O Espírito Santo é o maior produtor de café conilon do Brasil, responsável por aproximadamente 70% da produção nacional . No estado, o café conilon é a principal fonte de renda em 80% das propriedades rurais localizadas em terras quentes.
A cafeicultura em Colatina é predominantemente familiar, com lavouras de tamanho médio de 8 hectares, muitas delas irrigadas e tecnificadas. A produtividade média no estado já alcançou 45,94 sacas por hectare, com alguns produtores chegando a colher mais de 180 sacas por hectare.

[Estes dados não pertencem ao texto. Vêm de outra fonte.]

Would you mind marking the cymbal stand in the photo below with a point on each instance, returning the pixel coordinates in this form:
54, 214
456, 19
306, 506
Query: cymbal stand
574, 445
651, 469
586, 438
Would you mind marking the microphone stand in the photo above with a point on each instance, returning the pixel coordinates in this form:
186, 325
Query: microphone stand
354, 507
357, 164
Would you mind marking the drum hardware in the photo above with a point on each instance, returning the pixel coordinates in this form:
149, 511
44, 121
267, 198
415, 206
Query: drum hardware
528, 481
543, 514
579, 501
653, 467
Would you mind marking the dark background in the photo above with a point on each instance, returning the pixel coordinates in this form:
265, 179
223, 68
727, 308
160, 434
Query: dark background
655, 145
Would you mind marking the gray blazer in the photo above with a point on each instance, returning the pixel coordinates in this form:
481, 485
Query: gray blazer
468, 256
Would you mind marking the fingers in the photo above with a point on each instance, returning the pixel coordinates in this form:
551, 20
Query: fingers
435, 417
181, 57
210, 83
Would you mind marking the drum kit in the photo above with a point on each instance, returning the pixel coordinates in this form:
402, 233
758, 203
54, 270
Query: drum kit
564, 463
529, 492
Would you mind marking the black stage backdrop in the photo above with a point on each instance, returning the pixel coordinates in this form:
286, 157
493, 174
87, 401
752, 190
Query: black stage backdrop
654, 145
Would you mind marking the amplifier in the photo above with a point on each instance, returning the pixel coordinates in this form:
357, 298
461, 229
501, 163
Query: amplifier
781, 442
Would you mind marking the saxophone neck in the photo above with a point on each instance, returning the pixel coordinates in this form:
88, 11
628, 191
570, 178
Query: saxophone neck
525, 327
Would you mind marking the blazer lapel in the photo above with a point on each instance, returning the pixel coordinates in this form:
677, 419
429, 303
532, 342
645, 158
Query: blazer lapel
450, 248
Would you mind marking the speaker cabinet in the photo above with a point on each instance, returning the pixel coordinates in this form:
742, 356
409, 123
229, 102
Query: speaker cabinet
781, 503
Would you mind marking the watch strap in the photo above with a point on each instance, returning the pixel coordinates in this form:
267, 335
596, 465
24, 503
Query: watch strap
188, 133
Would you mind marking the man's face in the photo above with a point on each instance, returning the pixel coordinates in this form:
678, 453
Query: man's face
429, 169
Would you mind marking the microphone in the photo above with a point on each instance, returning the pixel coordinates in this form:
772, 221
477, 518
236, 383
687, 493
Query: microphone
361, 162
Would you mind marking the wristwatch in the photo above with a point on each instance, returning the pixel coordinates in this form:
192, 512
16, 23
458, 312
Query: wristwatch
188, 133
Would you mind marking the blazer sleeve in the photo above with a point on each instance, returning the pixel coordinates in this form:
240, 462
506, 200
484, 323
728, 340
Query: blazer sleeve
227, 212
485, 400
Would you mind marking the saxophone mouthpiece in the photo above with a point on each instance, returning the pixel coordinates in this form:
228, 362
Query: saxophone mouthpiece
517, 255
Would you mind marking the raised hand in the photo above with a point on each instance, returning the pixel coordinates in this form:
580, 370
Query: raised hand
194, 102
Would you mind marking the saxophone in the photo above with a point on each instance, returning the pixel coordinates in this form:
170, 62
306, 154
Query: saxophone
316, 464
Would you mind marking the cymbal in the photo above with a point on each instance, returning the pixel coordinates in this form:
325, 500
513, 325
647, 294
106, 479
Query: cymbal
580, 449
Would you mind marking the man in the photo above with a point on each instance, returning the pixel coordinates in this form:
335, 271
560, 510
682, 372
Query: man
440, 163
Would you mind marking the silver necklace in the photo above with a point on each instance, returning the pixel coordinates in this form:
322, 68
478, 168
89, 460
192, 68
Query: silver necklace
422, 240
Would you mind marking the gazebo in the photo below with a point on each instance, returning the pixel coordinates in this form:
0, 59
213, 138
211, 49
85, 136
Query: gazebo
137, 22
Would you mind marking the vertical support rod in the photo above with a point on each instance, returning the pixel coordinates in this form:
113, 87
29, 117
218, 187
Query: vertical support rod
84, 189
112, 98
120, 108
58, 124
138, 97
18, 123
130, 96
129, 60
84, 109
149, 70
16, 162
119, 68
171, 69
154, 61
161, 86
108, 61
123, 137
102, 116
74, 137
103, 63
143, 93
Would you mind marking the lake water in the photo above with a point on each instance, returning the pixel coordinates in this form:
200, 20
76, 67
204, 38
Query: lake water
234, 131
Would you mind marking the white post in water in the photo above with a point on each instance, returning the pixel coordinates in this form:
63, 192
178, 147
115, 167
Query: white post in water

Além de sua importância econômica, o café conilon de Colatina tem ganhado reconhecimento pela qualidade. Eventos como o Concurso de Qualidade de Café Conilon de Colatina incentivam os produtores a aprimorarem suas técnicas de cultivo e beneficiamento, promovendo a sustentabilidade e a competitividade no setor.
Com a colheita prestes a começar, a cafeicultura mostra seu papel econômico em Colatina, impulsionando a geração de empregos e fortalecendo a agricultura familiar na região.